I personally use Vista Ultimate x64 with 8GB RAM for my development machine. I don't quite have 3 monitors, but my machine is pretty well set up for development.
Vista x64 is great for .NET and Java. Started with 4GB RAM and that wasn't enough (hit 100% sometimes and the machine would slow to a crawl). 6GB is just barely enough. Hitting 95% memory usage sometimes and it slows down a little, but the machine doesn't go into a paging frenzy anymore.
I run Vista x64 Ultimate as my primary dev machine and it's just fine. Support for x64 has come a long way and for the most part you won't notice a difference except for program files location and much, much more RAM.
Vista will be plenty fast and stable. I'm using Vista x64 Ultimate for development #work right now, and have been for some time.

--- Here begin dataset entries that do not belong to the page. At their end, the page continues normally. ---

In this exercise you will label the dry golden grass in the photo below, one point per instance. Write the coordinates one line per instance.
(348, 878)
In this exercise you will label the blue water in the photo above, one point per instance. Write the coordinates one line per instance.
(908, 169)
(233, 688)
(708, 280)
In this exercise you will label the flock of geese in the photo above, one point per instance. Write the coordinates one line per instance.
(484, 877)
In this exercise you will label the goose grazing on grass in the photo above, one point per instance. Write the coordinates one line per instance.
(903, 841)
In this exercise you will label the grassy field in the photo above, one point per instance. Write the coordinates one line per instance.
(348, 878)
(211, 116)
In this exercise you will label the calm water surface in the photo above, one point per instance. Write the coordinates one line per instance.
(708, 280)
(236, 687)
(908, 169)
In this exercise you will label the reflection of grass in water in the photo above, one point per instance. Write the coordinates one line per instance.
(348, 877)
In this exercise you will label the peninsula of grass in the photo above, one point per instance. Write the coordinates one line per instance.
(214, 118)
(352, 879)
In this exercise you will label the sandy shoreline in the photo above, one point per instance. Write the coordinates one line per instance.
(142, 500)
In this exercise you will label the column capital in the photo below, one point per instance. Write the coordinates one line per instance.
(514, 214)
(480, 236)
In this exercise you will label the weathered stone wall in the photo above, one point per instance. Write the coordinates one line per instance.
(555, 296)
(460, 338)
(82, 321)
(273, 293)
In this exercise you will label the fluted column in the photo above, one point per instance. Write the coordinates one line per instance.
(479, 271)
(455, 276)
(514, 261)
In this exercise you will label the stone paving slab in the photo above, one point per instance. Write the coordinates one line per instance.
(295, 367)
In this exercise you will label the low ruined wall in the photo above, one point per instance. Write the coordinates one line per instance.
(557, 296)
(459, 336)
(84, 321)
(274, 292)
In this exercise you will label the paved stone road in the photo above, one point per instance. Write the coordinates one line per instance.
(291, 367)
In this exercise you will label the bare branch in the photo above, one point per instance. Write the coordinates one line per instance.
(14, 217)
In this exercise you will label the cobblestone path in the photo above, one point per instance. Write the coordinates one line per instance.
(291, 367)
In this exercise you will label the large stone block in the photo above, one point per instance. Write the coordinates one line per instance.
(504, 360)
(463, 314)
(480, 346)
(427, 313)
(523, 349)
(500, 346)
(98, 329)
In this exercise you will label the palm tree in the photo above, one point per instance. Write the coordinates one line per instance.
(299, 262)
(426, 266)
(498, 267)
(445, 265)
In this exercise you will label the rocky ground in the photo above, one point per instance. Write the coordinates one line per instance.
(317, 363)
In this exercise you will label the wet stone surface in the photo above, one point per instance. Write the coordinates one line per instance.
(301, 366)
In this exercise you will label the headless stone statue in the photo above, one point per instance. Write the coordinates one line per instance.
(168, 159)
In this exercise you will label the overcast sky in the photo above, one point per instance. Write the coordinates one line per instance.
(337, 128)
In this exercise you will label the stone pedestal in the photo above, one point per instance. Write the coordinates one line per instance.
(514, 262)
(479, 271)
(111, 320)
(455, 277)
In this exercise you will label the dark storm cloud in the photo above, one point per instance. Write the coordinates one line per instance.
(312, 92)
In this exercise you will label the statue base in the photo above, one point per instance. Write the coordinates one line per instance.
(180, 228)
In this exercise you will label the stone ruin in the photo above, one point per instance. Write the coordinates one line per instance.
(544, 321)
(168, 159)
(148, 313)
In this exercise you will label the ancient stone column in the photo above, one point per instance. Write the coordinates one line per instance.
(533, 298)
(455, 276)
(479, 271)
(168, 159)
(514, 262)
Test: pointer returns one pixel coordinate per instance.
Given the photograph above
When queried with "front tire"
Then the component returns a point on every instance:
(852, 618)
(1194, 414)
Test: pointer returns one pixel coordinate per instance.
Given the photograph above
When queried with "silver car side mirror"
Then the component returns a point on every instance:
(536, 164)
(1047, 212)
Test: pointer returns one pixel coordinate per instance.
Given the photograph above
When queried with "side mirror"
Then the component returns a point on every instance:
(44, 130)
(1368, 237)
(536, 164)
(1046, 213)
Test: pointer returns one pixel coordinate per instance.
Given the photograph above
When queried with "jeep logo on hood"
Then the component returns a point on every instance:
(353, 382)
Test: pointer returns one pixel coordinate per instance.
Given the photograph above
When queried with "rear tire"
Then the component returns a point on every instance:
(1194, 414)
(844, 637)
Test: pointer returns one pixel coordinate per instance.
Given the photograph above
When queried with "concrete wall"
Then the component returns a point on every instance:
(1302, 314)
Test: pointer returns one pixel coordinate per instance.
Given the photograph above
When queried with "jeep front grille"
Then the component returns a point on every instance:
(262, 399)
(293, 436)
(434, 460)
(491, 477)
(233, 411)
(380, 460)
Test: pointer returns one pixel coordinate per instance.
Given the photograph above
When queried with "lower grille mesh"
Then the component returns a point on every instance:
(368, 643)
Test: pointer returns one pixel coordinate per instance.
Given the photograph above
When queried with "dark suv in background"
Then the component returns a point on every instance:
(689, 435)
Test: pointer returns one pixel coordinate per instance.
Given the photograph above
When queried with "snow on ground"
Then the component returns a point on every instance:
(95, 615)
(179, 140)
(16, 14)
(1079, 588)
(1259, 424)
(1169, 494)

I have nothing but good to say about it.
I'd say it depends on what you're developing. The first priority should be to make sure that all of your development and testing tools work properly under Vista x64. If they don't, there's no reason to suffer the pain of doing all your actual work in a virtual machine.
So I'd say the best thing to do is to take the plunge, see how it works, and keep the XP discs around. And should everything work as expected, it would still be prudent to have a copy of XP running in a VPC just for compatibility testing.
You will have to go XP-based Virtual Machine for any development in IE6. It is near-impossible to run that browser in Vista, let alone Ultimate.
Since a lot of government and legacy code base is against IE6, this happens a lot.
I've used Vista x64 as a development machine and have had only a few minor issues mostly related to using third party APIs in Visual Studio 2008. Just remember that if your getting a really unexplainable error within your Visual Studio project while utilizing a third party API - try compiling your app using the x86 CPU flag in your project settings. This has solved a few headaches for me here and there.